User cluster disruption

The following table describes the impact of an in-place user cluster upgrade:

Function Admin cluster Non-HA user cluster HA user cluster
Kubernetes API access Not affected Not affected Not affected
User workloads Not affected Not affected Not affected
PodDisruptionBudgets* Not affected Not affected Not affected
Control-plane node Not affected Affected Not affected
Pod autoscaler (VMware) Not affected Not affected Not affected
Auto repair Not affected Not affected Not affected
Node autoscaling (VMware) Not affected Not affected Not affected
Horizontal Pod autoscaling Affected Affected Not affected
  • * : PDBs might cause the upgrade to fail or stop.
  • Affected: a service disruption during the upgrade is noticeable until the upgrade is finished.
  • Not affected: a service disruption might occur during a very short amount of time, but is almost unnoticeable.

The user cluster control plane nodes, whether they run on the admin cluster (kubeception) or the user cluster itself (Controlplane V2), don't run any user workloads. During an upgrade, these control plane nodes are drained and then updated accordingly.

In environments with high availability (HA) control planes, upgrading a user cluster's control plane doesn't disrupt user workloads. In a HA environment, upgrading an admin cluster doesn't disrupt user workloads. For user clusters using Controlplane V2, upgrading only the control plane doesn't disrupt user workloads.

During an upgrade in a non-HA control plane environment, the control plane can't control Pod-scaling, recovery, or deployment actions. During the short disruption of the control plane during the upgrade, user workloads can be affected if they are in a scaling, deployment or recovery state. This means that rollouts will fail during an upgrade in a non-HA environment.

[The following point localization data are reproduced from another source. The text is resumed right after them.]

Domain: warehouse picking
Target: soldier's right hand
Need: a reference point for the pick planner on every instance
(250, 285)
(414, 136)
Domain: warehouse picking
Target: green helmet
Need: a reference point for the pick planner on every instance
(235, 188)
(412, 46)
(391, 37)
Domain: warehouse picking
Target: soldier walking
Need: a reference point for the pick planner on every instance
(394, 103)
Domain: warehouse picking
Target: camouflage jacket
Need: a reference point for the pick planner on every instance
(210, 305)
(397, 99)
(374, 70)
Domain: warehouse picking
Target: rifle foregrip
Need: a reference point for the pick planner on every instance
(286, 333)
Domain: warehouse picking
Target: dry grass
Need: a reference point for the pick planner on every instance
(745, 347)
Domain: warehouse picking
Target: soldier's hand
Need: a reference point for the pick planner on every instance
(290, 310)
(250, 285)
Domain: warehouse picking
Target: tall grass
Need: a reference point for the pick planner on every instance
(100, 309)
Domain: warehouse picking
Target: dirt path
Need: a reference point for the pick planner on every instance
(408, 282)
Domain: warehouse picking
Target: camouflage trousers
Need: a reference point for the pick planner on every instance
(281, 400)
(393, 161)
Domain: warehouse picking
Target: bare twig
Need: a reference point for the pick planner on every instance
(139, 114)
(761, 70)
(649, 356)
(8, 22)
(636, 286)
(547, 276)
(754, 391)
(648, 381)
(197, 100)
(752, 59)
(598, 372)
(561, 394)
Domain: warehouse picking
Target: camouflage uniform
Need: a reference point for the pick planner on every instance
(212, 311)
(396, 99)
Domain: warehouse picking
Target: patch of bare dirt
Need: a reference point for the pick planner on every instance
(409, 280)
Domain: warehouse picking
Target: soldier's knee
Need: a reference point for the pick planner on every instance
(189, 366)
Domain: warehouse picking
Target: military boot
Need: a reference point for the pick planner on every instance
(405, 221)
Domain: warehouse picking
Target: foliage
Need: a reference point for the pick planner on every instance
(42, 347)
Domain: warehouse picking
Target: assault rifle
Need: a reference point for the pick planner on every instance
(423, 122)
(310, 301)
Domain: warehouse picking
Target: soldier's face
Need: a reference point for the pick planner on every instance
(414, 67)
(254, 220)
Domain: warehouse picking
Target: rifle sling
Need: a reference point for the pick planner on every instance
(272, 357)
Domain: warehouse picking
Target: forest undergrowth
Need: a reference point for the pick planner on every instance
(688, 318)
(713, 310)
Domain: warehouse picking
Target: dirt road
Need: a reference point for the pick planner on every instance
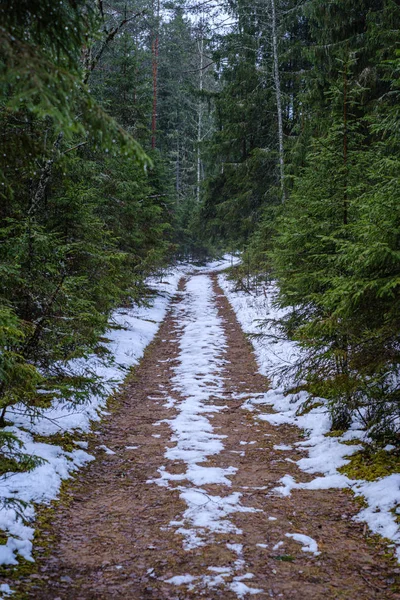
(181, 504)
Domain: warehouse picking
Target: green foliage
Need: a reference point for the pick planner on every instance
(85, 213)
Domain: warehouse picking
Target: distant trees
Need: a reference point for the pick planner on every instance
(85, 214)
(333, 246)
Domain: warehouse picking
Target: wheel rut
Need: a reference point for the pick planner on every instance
(185, 507)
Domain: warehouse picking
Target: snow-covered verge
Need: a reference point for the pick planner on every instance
(131, 330)
(325, 454)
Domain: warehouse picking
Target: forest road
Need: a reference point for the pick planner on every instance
(184, 507)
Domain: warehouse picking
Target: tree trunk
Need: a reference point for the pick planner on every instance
(278, 98)
(200, 115)
(155, 49)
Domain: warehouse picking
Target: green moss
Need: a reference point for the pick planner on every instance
(371, 465)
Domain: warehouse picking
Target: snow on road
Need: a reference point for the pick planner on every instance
(325, 454)
(198, 382)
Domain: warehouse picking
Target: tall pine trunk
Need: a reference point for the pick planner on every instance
(155, 50)
(277, 82)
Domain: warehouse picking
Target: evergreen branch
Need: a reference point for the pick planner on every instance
(110, 36)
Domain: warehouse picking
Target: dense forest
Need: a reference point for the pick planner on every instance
(138, 133)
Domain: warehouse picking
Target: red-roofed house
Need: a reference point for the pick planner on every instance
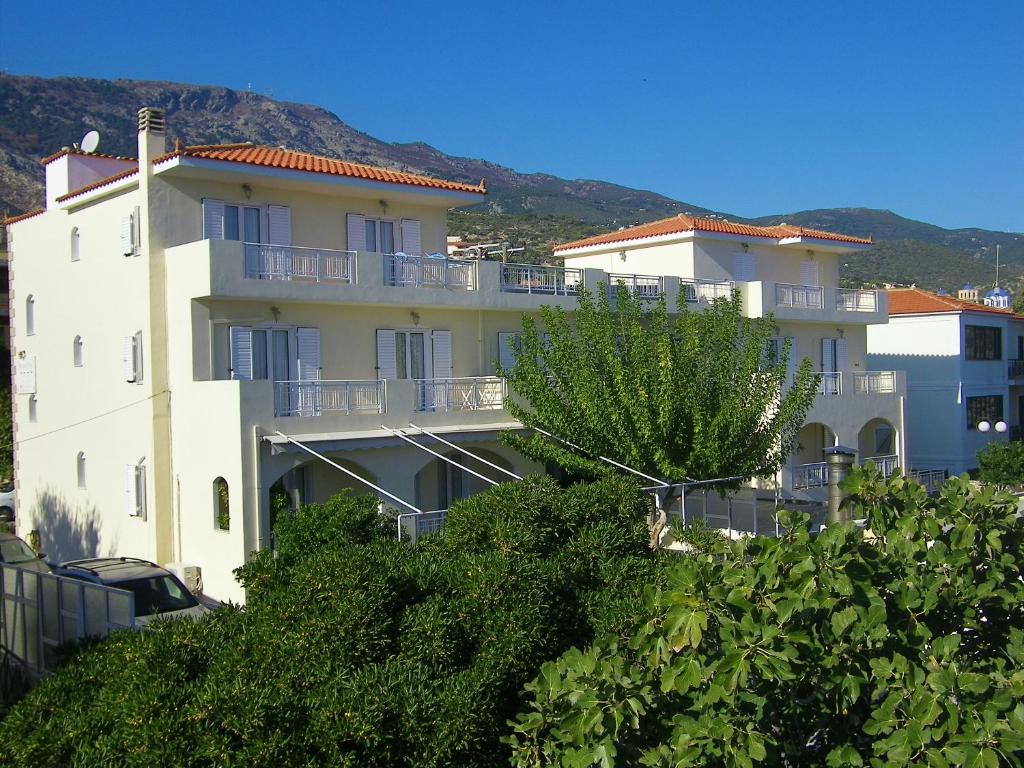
(965, 368)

To improve availability and reduce disruption of production user clusters during upgrades, we recommend that you use three control plane nodes (high availability mode).

Admin cluster disruption

The following table describes the impact of an in-place admin cluster upgrade:

Function Admin cluster Non-HA user cluster HA user cluster
Kubernetes API access Affected Affected Not affected
User workloads Not affected Not affected Not affected
Control-plane node Affected Affected Not affected
Pod Autoscaler Affected Affected Not affected
Auto Repair Affected Affected Not affected
Node autoscaling Affected Affected Not affected
Horizontal Pod autoscaling Affected Affected Not affected
  • Affected: a service disruption during the upgrade is noticeable until the upgrade is finished.
  • Not affected: a service disruption might occur during a very short amount of time, but is almost unnoticeable.